The company’s current focus is onboarding more partners that are familiar to consumers. Its long-term goal is to increase transaction volumes made by users.

How does Shopback work?

Shopback is a service providing consumers with a way to earn cashback rewards on their purchases. The company teams with retail partners, incentivising them to join the network through increasing sales volumes with its user base.

Consumers can earn up to 30% cashback rewards when shopping with certain partners. Shopback is easy to sign up for and use, with a simple step-by-step method for using the service:

  1. Sign up for the Shopback platform and register your account. You need an account to access the service and receive cashback for your purchases. It only takes a few minutes to register, and you're ready to start earning cashback from your shopping.
  2. Download the app from the Google Play Store or Apple App Store, and install it on your mobile device. Shopback also provides a browser extension.
  3. Search for your favourite brands and deals offering the best cashback rewards.
  4. The app or browser tracks all the purchases you make online, allocating the cashback to your account on the platform.

After you finish shopping, your cashback amount reflects in your Shopback account dashboard. It can take a few days for the transaction to clear and your cashback funds to show up in your available balance.

Once the balance reflects in your Shopback account, you can withdraw it for use in financing anything you want.
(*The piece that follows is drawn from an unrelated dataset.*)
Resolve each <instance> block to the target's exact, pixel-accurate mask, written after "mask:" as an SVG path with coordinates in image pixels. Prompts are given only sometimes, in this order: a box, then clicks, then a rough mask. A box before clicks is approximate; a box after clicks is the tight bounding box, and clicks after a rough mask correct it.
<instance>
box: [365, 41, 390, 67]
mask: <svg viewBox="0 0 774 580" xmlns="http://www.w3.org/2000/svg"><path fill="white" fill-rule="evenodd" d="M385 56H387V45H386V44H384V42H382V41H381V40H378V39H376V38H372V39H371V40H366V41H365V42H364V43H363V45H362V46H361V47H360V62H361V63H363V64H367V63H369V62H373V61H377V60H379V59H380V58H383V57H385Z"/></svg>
Shopback will transfer your outstanding cash balance directly to your nominated bank account or PayPal account.

To qualify for a withdrawal from Shopback, you need a minimum balance of $10 in your Shopback account. Shopback currently works with more than 1,500 retail partners, including top international brands. Earn cashback on your purchases and make huge savings in your online shopping with Shopback.

Some of the retail partners in the Shopback network include the following companies.

  • eBay
  • The Iconic
  • Booking.com
  • Amazon
  • Target
  • Dyson
  • Apple

How Shopback makes money

Shopback makes the bulk of its revenue from merchant fees it collects from its retail partners. That's because Shopback brings a considerable amount of business to its merchant partners. In exchange for increasing its order volume, the merchant pays ShopBack a fee, facilitating cashback to the consumer.

The company doesn't disclose its merchant fees. However, we assume that it charges merchants a transaction percentage of the total amount, similar to the way credit cards operate. We expect that figure to be anywhere from 2% to 5%. It's also likely that Shopback collects a fixed flat rate fee for all transactions. Typically, companies peg this charge at approximately $0.30.

It's important to note that Shopback doesn't make anything from the consumer. It doesn't charge membership fees to the platform, and it collects no fees for any transactions the consumer processes using its cashback system.

That's a great deal for the consumer, but it can add fees to the merchant. However, Shopback claims that merchants who add the service to their checkout experience a surge in new orders and greater order volumes.

Future growth engine

Shopback continues to dominate the southeast Asian marketplace. However, the company has plans to expand into the Chinese and Japanese markets as well as Europe and the United States. Unlike many other fintechs, the company claims it wants to focus on its core business model rather than branch out into different verticals. Shopback wants to dominate its current market and increase its user base and merchant partners in the coming years.

The company realises the bulk of its growth comes through new users and merchant onboarding. Both business functions are vital to its growth, and the C-suite acknowledges this as the company's primary growth focus.

Competitors

Shopback has plenty of competition from other cashback websites like Kickback and Cashrewards in Australia. Coupon websites also compete with discount offers. In addition, rewards programs like the Qantas Shopping Mall compete for user loyalty.

Cashback credit cards like those on offer from American Express are complimentary to Shopback and the cashback website model in general and are not considered a direct competitor.